Equine metabolic syndrome
With EMS, Frank emphasizes identifying affected horses with a higher genetic risk of insulin dysregulation. “We assess the insulin status of a horse by replicating consumption of a concentrate meal using the oral sugar test,” he says. This involves a three- to eight-hour fasting period followed by oral administration of corn syrup and by blood sample collection at 60 and 90 minutes post-administration. This reveals how insulin responds to sugars versus simply evaluating resting insulin levels. Insulin status can vary from one horse to another; therefore, it’s crucial to determine each individual’s situation, and manage diet as described previously based on BCS.
Skip the Supplements
Many owners look for a supplement they can add to their horse’s diet to help manage insulin sensitivity.
“There are a few key ingredients that may have some benefit to insulin sensitivity, although evidence in horses is lacking,” says Shannon Pratt-Phillips, MSc, PhD, associate professor at North Carolina State University, in Raleigh.
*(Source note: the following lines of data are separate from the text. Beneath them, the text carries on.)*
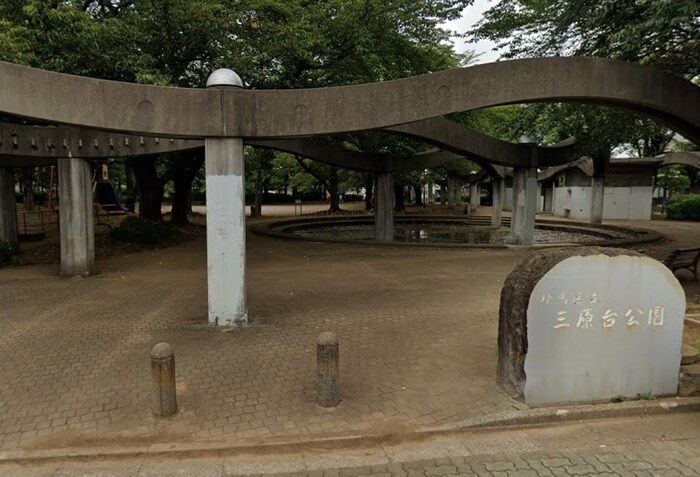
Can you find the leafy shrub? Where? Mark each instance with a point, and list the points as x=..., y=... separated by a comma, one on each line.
x=145, y=232
x=6, y=252
x=683, y=207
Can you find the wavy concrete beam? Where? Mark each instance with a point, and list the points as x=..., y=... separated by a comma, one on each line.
x=689, y=158
x=174, y=112
x=457, y=138
x=22, y=146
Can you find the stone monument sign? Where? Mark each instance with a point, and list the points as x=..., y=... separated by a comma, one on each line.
x=590, y=324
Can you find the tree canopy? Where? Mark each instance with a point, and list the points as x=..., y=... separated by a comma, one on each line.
x=664, y=33
x=661, y=33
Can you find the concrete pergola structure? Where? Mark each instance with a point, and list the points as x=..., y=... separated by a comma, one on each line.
x=41, y=145
x=223, y=117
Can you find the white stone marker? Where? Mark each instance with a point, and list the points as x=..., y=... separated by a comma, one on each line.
x=600, y=327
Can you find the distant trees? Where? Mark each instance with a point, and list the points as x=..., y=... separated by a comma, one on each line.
x=270, y=43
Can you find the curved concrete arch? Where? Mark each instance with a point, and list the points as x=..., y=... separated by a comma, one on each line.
x=690, y=158
x=175, y=112
x=481, y=148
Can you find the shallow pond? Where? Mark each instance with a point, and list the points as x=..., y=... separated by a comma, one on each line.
x=438, y=233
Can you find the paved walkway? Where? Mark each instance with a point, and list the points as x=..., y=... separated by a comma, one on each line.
x=663, y=446
x=417, y=329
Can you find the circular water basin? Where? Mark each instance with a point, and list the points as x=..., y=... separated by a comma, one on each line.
x=451, y=231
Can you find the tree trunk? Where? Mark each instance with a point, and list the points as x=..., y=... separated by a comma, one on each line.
x=418, y=190
x=256, y=211
x=28, y=187
x=131, y=191
x=399, y=198
x=369, y=192
x=183, y=176
x=333, y=190
x=150, y=187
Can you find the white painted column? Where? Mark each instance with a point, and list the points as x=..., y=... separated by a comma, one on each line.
x=8, y=208
x=498, y=196
x=226, y=244
x=474, y=194
x=522, y=226
x=597, y=199
x=384, y=207
x=76, y=217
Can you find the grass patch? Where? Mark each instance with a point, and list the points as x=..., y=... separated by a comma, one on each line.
x=145, y=233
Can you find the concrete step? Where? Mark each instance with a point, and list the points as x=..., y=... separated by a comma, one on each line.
x=689, y=355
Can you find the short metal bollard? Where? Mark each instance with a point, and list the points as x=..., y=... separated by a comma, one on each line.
x=327, y=355
x=164, y=401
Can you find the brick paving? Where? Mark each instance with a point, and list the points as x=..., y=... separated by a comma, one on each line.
x=417, y=332
x=556, y=451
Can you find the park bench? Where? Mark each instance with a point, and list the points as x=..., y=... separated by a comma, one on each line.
x=684, y=258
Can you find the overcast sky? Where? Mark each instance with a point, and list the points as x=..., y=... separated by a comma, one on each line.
x=470, y=16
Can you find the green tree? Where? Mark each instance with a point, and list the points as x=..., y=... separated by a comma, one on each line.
x=271, y=43
x=664, y=33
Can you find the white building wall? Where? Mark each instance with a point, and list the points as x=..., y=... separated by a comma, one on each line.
x=626, y=203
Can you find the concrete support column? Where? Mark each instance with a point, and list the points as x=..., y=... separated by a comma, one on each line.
x=76, y=217
x=456, y=193
x=474, y=194
x=8, y=208
x=522, y=225
x=384, y=208
x=597, y=199
x=498, y=195
x=226, y=245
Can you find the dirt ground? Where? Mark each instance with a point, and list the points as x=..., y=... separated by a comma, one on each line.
x=418, y=330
Magnesium and chromium, as well as antioxidants such as vitamin C and E, might have some function counteracting insulin resistance and possibly affecting body weight. Owners have given other nontraditional ingredients as supplements, such as cinnamon, chasteberry, and grapeseed extract, to improve insulin sensitivity, but Pratt-Phillips says scientific evidence regarding their safety and efficacy is lacking and, so, does not support their use in equine rations.
The Road Ahead
In most recent studies involving endocrine disorders, researchers have focused on unveiling physiological pathways leading to laminitis development and potential medicinal support for IR horses. Specifically, several groups of researchers are studying how incretin hormones work. In the normal small intestine, the presence of sugars, amino acids, and fats stimulates intestinal cells to release incretin, in turn signaling the pancreas to release insulin.
In 2013 Frank and coauthor Lisa Tadros, DVM, PhD, theorized that high levels of incretin could signal the pancreas to release excessive insulin, resulting in hyperinsulinemia. In 2016 Chameroy et al. sought to determine if they could detect an incretin hormone called active glucagon-like peptide 1 (aGLP-1) during an oral sugar test in clinically normal and EMS horses. Although they did not see a signficant difference in aGLP-1 concentrations when they compared normal and EMS horses, likely due to individual horse variation, they did notice a trend in EMS horses toward higher percentage increases in aGLP-1. With further investigation, these researchers could confirm the importance of managing EMS with diet and, specifically, reducing blood sugar by lowering sugar and starch in the diet.
Detecting hyperinsulinemia early, either by performing an oral sugar test or identifying at-risk individuals, is key to managing horses with endocrine disorders and preventing laminitis. Scientists remain vigilant in their search for early, reliable clinical or laboratory criteria for those horses that do not display obvious signs of disease, but for whom we know breed tendencies and grazing on lush pasture can exacerbate hyperinsulinemia. Limiting access to lush pasture, feeding low-sugar and -starch rations, and, ideally, making sure horses are getting most of their calories from fiber, can help keep insulin sensitivity and laminitis risk in check.